1Life Healthcare’s listing could signal renewed investor interest in listings by money-losing growth companies. It debuted on the same day as Reynolds Consumer Products Inc., the profitable maker of the eponymous aluminium foil and Hefty trash bags. Reynolds, which raised $1.23 billion in an offering priced within its marketed range, climbed 9.8 per cent in its debut.

70 Clinics

San Francisco-based 1Life Healthcare, with almost 400,000 members as of October, operates more than 70 clinics in nine markets including Boston and Seattle. Its customers are charged subscription fee for access to a roster of physicians and annual membership grants patients 24/7 access to digital health services through its proprietary platform.

Thaler said the company plans to expand this year to Atlanta, Orange County in California and Portland, Oregon.

Venture capital investors poured $7.4 billion into digital health start-ups in 2019, according data from venture fund Rock Health. Many are betting that start-ups can eliminate some of the inefficiency in the US health care system.

Potential Competitors

Established health-care giants and tech companies are among potential competitors seeking to use technology to improve delivery of medical care.

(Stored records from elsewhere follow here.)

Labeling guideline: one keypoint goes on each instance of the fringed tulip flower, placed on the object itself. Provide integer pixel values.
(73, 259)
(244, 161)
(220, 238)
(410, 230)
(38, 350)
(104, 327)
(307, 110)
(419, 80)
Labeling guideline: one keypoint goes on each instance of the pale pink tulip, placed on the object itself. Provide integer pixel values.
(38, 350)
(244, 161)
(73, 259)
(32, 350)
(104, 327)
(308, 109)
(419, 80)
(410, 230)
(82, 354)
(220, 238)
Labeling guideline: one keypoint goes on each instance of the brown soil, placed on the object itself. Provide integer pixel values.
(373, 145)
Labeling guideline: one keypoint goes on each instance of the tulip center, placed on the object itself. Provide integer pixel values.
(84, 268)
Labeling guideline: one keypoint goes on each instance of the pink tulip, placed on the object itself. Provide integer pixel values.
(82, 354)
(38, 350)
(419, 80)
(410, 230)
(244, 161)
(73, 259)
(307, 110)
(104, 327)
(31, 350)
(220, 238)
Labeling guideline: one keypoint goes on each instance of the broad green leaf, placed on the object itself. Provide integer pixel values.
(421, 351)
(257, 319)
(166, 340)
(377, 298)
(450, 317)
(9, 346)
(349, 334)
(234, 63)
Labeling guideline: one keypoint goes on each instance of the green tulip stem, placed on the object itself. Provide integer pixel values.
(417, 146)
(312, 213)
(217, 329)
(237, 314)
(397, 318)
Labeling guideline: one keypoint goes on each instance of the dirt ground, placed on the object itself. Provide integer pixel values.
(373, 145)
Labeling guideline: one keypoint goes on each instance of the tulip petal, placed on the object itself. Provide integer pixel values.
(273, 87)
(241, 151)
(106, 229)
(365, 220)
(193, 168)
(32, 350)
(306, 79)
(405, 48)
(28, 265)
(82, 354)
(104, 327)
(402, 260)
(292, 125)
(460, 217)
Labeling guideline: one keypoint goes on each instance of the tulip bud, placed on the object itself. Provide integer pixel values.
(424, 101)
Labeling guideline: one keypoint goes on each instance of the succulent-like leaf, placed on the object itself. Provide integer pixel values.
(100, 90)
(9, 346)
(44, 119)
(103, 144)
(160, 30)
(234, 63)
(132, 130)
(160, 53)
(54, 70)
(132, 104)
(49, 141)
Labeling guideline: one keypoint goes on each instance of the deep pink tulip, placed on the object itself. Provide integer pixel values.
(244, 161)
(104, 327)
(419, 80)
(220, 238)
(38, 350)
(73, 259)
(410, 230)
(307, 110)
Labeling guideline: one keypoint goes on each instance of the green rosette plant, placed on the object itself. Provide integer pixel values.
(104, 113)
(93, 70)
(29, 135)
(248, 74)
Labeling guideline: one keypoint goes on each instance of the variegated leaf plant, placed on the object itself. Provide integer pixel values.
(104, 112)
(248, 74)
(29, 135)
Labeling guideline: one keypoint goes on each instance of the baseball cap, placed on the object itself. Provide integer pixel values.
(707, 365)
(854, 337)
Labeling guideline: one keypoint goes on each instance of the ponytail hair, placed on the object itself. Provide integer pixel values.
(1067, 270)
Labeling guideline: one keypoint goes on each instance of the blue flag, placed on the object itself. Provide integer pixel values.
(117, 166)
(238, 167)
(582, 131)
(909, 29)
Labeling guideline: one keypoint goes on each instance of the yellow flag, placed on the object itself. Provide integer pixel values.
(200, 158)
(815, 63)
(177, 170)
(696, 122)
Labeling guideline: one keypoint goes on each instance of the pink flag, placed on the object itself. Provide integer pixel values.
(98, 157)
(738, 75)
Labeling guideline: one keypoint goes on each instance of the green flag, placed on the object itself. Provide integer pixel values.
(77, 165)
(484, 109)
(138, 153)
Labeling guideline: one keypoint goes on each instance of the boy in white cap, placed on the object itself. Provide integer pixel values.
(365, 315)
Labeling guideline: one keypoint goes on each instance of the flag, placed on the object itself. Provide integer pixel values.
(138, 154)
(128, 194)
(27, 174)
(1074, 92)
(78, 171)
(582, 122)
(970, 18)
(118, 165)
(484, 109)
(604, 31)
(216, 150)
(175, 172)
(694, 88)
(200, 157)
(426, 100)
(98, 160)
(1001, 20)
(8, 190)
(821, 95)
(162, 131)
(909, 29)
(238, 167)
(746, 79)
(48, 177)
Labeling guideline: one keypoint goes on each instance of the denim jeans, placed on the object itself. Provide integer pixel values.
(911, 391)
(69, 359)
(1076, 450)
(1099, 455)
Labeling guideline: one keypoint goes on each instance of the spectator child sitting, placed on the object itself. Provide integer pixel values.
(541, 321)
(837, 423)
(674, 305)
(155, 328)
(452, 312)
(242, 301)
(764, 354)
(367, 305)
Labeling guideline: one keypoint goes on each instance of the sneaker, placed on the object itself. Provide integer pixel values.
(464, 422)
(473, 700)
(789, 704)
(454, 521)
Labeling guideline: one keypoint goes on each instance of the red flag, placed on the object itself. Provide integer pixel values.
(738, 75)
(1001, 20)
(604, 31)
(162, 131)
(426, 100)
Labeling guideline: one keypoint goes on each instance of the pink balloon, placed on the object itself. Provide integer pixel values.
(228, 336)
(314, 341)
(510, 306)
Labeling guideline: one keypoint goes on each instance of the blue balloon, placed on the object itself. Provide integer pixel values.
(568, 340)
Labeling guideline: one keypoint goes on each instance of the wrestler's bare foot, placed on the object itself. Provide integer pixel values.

While primary care is crucial in preventing disease, it’s considered one of the least profitable specialities in the US

1Life Healthcare’s losses increased with its revenue for the nine months ended Sept. 30, according to its filings. It lost $34 million on revenue of $199 million, compared with $26 million on $155 million in revenue during the same period in 2018.

Carlyle Stake

After the IPO, Carlyle Group Inc. funds will remain the largest owners of 1Life Healthcare, with a stake of almost 30 per cent, according to the filings. Other investors include Benchmark Capital Partners and Alphabet Inc.’s Google Ventures. Alphabet is also one of One Medical’s largest clients, accounting for 10 per cent of the company’s revenue.

The offering was led by JPMorgan Chase & Co. and Morgan Stanley. The shares are trading on the Nasdaq Global Select Market under the symbol ONEM.